Yoga is good for body and soul. For outdoor athletes—skiers to cyclists, runners to backpackers—yoga helps our bodies by opening up tight muscles and evening out imbalances. It helps us to strengthen and work on balance, which benefits all sports. And it teaches us to breathe slowly and deeply—in fact, yogic breathing has been found to improve cardiorespiratory function. And yoga has also been tied to reducing inflammation in the body, while boosting immunity.
The mental benefits of yoga are just as compelling. Studies have shown the meditative aspects of yoga reduce stress, help relieve anxiety disorders, and even treat major depressive disorder. The impact yoga can have on body and mind, and the connection between the two, can help outdoor athletes feel grounded and centered in what may be an otherwise go-go-go life busy with workouts, work, family, adventure, and so on.
If you don’t have the time or resources to attend in-person yoga classes, or are trying to minimize your exposure to COVID-19, you’ll find plenty of yoga instruction in apps and online. The key to a healthy yoga practice at home is creating the right environment. Here’s how.
What You Need
To be clear, yoga has no required gear.
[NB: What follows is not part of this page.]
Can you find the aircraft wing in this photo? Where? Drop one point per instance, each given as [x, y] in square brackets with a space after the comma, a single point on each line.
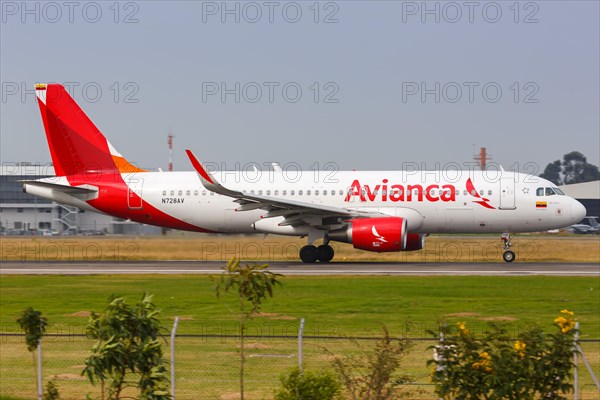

You can do yoga in whatever you’re wearing and on any old rug or carpeted surface. However, to be the most comfortable, and therefore, to make you want to practice yoga at home, we suggest having a few key items:
Mostly made of PVC-free natural rubber, yoga mats provide a mildly grippy surface for you to practice poses without slipping (like you would on carpeted surfaces). They range in thickness from around 4.7mm to 8mm; the thinner the mat, the more control you may have during standing poses. The thicker the mat, the more cushy, which can be nice during poses that call for kneeling or resting on forearms. Having a yoga mat also gives you a dedicated space on which to practice, which can add motivation. Yoga mats can be rolled up and easily stored away in a closet or corner.
You can use a large towel as your dedicated yoga space, but towels tend to annoyingly bunch up and can also cause slipping. Still, they’re better than nothing.
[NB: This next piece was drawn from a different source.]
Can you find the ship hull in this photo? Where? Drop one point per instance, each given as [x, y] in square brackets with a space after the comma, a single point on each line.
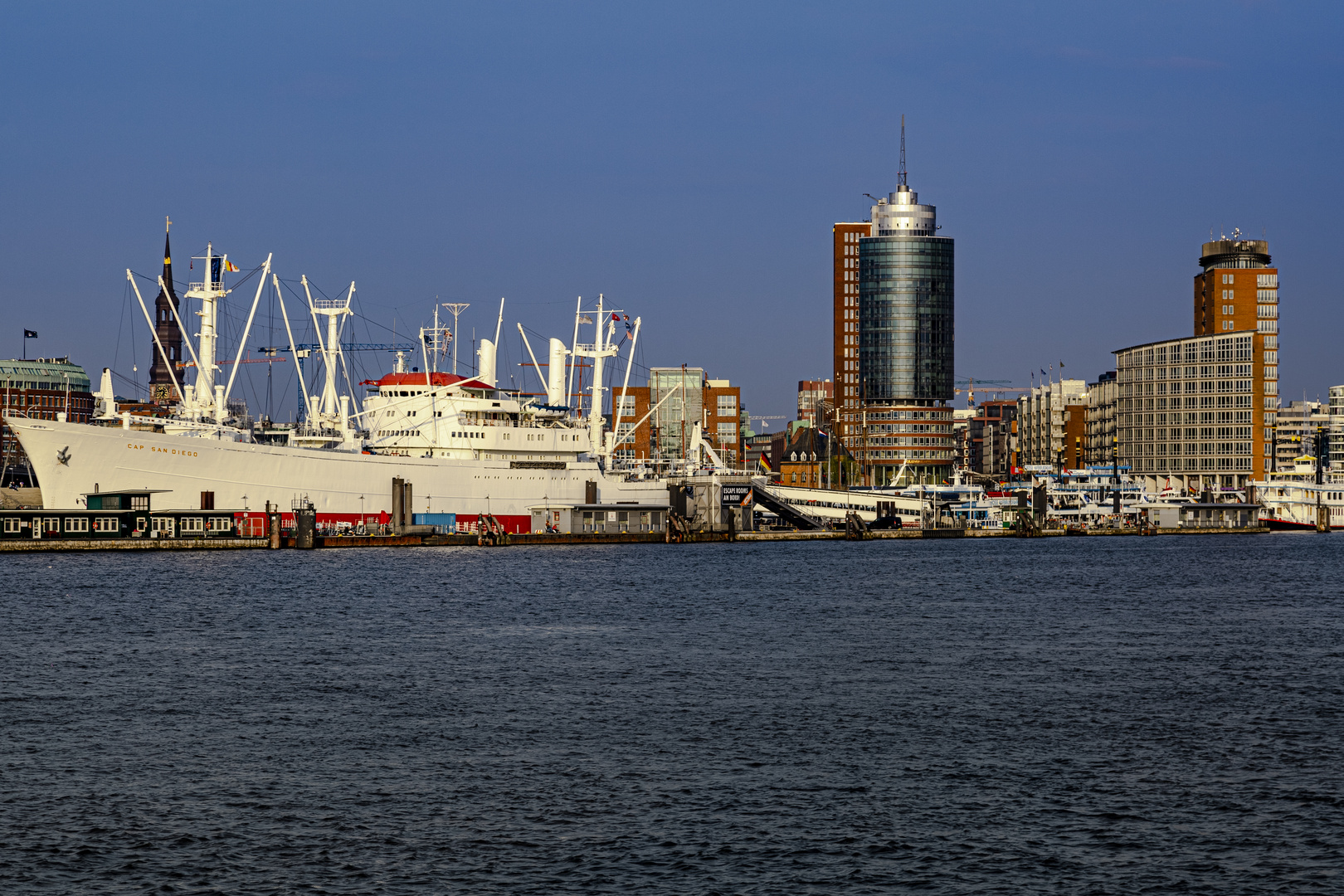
[1292, 525]
[73, 460]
Made of cork or foam, yoga blocks allow you to modify certain poses by offering support of various heights. For instance, if touching the mat isn’t within your comfort range during a pose like Extended Triangle, resting your hand on your block instead of on your mat can keep you in better alignment. Blocks can be used in a variety of heights—either on their tall sides, short sides, or lying flat—to provide customizable support for various poses.
A water bottle works in providing support for some poses, but of course has only one size. A shoe box can work, but will collapse under too much pressure.